Ive just the whole thread, I am so sorry for your friends loss


----------



## tiddlypup (Oct 4, 2008)

R.I.P poppy,so sad


----------



## EmCHammer (Dec 28, 2009)

So sorry to hear - I hope you can give some comfort to your friend.


----------



## Happy Paws2 (Sep 13, 2008)

That's awful, but accidents do happen. 

My thoughts are with your friend, RIP little one.


----------



## Ducky (Nov 23, 2008)

how awful. im so sorry. 

xxx


----------



## kazschow (Oct 23, 2008)

Jeez, just caught this thread Pam, so sorry to hear about Poppy  Run free little one xxx


----------



## celicababe1986 (Jun 22, 2009)

thats terribly tragic! so sorry :frown:


----------



## wooliewoo (May 27, 2008)

Run free little one


----------



## pamela Renfrew (Jun 9, 2010)

Hi folks........ Yup.... just as we thought..... her tummy was so full of kibble and obviously swelling and swelling and swelling that her stomach was blocked and so all her other organs were just shutting down......and there was nothing that could be done for poor Poppy.... A bit of a shock really that something like this can happen....and theres me shouting at Kai this afternoon as he raided the bin when I left him in the house for 1/2 hour little bugger.....


----------



## MerlinsMum (Aug 2, 2009)

pamela Renfrew said:


> Hi folks........ Yup.... just as we thought..... her tummy was so full of kibble and obviously swelling and swelling and swelling that her stomach was blocked and so all her other organs were just shutting down......and there was nothing that could be done for poor Poppy....


I am so sorry Pamela, I just hope that perhaps we helped the dog a little by emphasising it was an emergency - at least she didn't suffer for long, poor love.

Labradors are one of the deep-chested breeds that are prone to Bloat and GDV and sadly gorging like this can trigger either of those conditions, even if the gorging isn't dangerous in itself.

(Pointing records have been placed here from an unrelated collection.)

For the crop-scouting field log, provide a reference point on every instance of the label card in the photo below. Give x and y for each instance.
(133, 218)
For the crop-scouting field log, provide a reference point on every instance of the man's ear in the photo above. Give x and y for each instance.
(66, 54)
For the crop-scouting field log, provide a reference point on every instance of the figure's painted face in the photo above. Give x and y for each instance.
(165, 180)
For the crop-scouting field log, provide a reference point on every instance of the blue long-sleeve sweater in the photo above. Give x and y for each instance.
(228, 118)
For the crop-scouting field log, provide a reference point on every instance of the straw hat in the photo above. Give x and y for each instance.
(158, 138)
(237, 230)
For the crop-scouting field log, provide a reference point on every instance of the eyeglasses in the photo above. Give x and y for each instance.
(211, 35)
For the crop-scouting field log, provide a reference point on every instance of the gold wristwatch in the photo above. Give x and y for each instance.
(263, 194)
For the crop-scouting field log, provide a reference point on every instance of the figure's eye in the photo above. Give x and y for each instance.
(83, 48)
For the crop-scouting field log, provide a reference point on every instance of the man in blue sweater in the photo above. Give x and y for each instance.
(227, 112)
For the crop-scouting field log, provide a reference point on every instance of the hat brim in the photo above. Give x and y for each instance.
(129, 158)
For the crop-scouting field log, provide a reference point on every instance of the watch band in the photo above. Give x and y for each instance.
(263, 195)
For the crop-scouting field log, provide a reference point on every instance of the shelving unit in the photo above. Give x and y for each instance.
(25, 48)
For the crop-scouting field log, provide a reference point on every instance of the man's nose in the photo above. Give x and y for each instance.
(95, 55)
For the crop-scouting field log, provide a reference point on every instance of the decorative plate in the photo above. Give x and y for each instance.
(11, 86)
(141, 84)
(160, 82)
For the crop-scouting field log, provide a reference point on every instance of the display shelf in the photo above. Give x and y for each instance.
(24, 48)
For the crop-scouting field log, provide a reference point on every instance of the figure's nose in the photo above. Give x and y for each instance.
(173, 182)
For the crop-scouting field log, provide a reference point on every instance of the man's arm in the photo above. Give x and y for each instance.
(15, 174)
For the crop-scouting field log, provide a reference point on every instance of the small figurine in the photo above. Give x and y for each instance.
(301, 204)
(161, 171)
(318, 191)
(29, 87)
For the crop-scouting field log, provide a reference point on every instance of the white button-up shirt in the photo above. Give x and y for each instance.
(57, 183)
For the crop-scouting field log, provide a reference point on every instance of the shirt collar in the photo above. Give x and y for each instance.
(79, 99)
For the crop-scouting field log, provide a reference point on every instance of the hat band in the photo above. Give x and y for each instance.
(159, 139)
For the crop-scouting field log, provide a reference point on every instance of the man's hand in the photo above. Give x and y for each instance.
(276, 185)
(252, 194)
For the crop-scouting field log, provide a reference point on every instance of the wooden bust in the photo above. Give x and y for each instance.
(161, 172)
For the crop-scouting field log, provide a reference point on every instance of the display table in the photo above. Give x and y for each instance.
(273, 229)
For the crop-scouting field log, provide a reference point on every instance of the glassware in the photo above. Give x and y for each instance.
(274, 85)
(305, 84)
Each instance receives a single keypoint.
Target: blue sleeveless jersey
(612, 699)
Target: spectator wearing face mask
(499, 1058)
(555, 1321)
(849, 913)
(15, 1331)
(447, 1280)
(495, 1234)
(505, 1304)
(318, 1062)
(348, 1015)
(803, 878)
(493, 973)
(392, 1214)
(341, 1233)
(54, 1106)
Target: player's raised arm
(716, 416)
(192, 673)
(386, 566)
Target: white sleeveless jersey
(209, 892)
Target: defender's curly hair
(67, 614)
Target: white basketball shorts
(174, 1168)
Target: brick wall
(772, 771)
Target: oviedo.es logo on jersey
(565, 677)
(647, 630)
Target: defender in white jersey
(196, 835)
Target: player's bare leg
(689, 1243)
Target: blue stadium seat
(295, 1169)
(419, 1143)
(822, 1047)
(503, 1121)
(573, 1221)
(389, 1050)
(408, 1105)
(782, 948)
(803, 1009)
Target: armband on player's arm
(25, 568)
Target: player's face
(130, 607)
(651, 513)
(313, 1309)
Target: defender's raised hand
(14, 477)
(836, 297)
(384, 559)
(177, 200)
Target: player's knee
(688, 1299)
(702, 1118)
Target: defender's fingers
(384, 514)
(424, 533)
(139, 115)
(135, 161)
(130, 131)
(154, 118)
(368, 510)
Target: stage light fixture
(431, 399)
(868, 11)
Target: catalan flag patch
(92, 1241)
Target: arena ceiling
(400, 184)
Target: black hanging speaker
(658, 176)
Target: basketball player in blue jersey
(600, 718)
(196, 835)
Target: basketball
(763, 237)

Please send my condolences to your neighbour - she must be distraught. xx


----------



## Thorne (May 11, 2009)

My condolences to you and your poor friend, RIP Poppy 

Breeze managed to do the exact same thing back in February, i think it was just the luck of living very close to our vets that saved her tbh xxx


----------



## Allana (Jul 7, 2010)

babycham2002 said:


> Ditto above
> 
> Where will i get these crystals?


You can get them at most supermarkets because they are used for washing clothes etc. Also been told at college if it is something poisonous the dog has ingested then use activated charcoal as it binds the toxins before reaching the blood stream if done quickly.

They are handy to have around just incase. Its such a shame, such a horrible accident.

xx


----------



## pamela Renfrew (Jun 9, 2010)

Cheers Allana. Think I will invest in a packet of these also..... Very good tip.... Thanks.. My gsd isi not food orientated but Kai the Malamute...... what can I say.... he would eat everything he could get his paws on......and absolutely adores bananas !!!!


----------



## kaisa624 (Mar 5, 2010)

Aww bless! RIP little one


----------



## LostGirl (Jan 16, 2009)

Rest in peace Poppy 

I must say i wouldnt have ever thought that kibble could kill a dog  I'll defo keep the lid closed down on thier kibble bin now


----------



## billyboysmammy (Sep 12, 2009)

Ive been avoiding the thread because i was just so upset. I'm so so so sorry for your friends loss 


NB: to those that asked... soda crystals will be in the supermarket, usually near the washing powders or near the surface cleaners. 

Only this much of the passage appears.